Hello everyone. I'm somewhat new to world of G-scale railroading. So far, I've taken the easy way out in adding sound to my layout. First there was a LGB mogul with sound preinstalled. Then I purchased an LGB sound tender for my PRR 2-4-0. I want to add sound to my other two locos (LGB diesel switcher and LGB forney). My layout is analog and I dont' see myself converting to DCC anytime soon.

I've decided to start with the diesel switcher. My thought is that the easiest way would be to use the LGB 65003 sound unit but I'm not sure if it will fit in the loco. Has anyone ever accomplished this install? Should I go a different route such as using Phoenix sound?

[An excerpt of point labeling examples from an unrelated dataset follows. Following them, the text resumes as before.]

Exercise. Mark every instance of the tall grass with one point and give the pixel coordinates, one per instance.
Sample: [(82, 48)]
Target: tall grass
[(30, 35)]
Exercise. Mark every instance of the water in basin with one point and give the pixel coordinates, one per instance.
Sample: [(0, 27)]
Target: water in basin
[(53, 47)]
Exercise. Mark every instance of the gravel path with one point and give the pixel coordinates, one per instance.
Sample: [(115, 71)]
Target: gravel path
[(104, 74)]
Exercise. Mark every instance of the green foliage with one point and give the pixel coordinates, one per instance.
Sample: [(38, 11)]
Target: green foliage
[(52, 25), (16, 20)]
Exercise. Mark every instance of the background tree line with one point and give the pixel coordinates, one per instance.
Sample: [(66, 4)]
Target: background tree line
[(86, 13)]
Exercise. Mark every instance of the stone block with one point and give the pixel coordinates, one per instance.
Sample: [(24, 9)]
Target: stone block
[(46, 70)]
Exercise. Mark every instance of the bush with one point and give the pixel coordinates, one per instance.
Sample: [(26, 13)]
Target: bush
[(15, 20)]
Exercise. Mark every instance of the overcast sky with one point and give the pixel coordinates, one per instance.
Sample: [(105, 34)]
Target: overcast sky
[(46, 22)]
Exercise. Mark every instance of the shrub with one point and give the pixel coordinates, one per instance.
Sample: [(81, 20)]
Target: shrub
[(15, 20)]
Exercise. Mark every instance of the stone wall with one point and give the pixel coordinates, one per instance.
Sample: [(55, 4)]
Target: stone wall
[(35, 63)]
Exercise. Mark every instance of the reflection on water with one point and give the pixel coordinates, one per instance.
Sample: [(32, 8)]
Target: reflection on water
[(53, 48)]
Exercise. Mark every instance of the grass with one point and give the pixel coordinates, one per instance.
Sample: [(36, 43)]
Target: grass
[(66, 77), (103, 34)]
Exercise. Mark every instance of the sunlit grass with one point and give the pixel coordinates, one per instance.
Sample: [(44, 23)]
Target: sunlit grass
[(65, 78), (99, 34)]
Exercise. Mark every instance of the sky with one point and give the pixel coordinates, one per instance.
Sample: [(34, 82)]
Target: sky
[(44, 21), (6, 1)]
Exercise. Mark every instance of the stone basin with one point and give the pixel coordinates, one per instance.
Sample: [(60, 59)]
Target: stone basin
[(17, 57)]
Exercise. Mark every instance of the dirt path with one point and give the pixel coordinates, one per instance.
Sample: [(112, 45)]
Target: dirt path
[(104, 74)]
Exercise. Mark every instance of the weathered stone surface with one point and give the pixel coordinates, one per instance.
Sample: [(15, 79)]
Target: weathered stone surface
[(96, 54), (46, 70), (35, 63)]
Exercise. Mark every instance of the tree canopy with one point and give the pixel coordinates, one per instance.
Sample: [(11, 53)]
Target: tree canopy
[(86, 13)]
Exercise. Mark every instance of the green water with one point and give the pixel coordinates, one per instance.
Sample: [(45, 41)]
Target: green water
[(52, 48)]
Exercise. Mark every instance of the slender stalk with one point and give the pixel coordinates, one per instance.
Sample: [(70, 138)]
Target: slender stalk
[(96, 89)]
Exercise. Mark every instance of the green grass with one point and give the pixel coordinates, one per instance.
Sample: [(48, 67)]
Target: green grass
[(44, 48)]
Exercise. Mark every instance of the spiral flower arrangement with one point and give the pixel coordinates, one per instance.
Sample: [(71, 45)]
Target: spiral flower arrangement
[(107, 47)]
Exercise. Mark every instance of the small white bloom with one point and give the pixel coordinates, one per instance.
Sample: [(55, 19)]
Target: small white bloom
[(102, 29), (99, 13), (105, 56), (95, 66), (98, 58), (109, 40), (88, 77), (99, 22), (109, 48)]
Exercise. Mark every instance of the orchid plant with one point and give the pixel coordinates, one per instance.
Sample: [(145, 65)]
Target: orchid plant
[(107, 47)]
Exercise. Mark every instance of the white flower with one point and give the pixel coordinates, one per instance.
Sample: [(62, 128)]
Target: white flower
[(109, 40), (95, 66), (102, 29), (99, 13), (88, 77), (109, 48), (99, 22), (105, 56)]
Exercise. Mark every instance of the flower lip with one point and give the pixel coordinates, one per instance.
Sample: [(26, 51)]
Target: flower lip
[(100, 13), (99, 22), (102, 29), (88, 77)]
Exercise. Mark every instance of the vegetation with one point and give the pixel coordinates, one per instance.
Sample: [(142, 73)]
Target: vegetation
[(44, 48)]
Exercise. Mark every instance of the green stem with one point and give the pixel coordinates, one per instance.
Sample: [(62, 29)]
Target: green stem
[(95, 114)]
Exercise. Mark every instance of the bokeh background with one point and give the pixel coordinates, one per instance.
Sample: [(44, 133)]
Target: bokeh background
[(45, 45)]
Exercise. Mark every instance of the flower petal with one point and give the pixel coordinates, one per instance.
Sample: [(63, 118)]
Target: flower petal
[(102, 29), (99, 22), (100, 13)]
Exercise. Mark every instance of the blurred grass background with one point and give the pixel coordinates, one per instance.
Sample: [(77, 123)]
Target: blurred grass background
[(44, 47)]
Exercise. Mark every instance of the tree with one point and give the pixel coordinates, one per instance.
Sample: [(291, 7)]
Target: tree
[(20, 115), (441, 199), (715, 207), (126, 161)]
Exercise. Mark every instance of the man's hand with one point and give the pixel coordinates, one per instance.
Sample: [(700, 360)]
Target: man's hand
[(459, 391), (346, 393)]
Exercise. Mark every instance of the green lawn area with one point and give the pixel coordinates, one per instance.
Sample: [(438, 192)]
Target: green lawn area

Thanks so much for y'all's help!


----------



## adelmo (Jan 2, 2008)

I installed a Phoenix sound unit and LGB decoder in my SVR cat switcher. The speaker was a Phoenix O gauge size and located in the cab roof. The sound is booming and capable for outdoor and analog operation. Highly recommend this setup. 

I don't think the LGB sound/speaker unit would fit but not certain. The Forney is a very tight and difficult install for any sound. 

Good Luck and keep us posted. 

Alan


----------



## nickpenn19 (Nov 2, 2009)

Thanks Alan. 

Looking like Phoenix is the way to go in the forney. For the diesel, how difficult was the install? I may add the diesel sound to a trailing car just to avoid the headache! 

Nick


----------



## Dan Pierce (Jan 2, 2008)

Which Diesel? 

The older 2063 D&RGW has lots of room. Newer version is tight due to the new weights used (no lead for weight anymore). 
On mine, I cut the grill and placed a speaker behind the grill with a brass colored mesh. A square speaker fit perfectly on the rear of the grill. 

The Forney sound (2k2 wit speaker and battery) from Phoenix sound fits nicely in the fuel box as do the switch and programming jack(both are on the bottom of mine). 
I have installed these in several forneys for friends. 

PS, retail price wise, the Phoenix and the LGB are similiar in price, but the Phoenix has many programmable features and can be reprogrammed to another engine if desired. LGB 6500x series is fixed sound and you must but the reed switches and power backup caps separately which places the cost if you need these above the phoenix. Both have DCC capability.


----------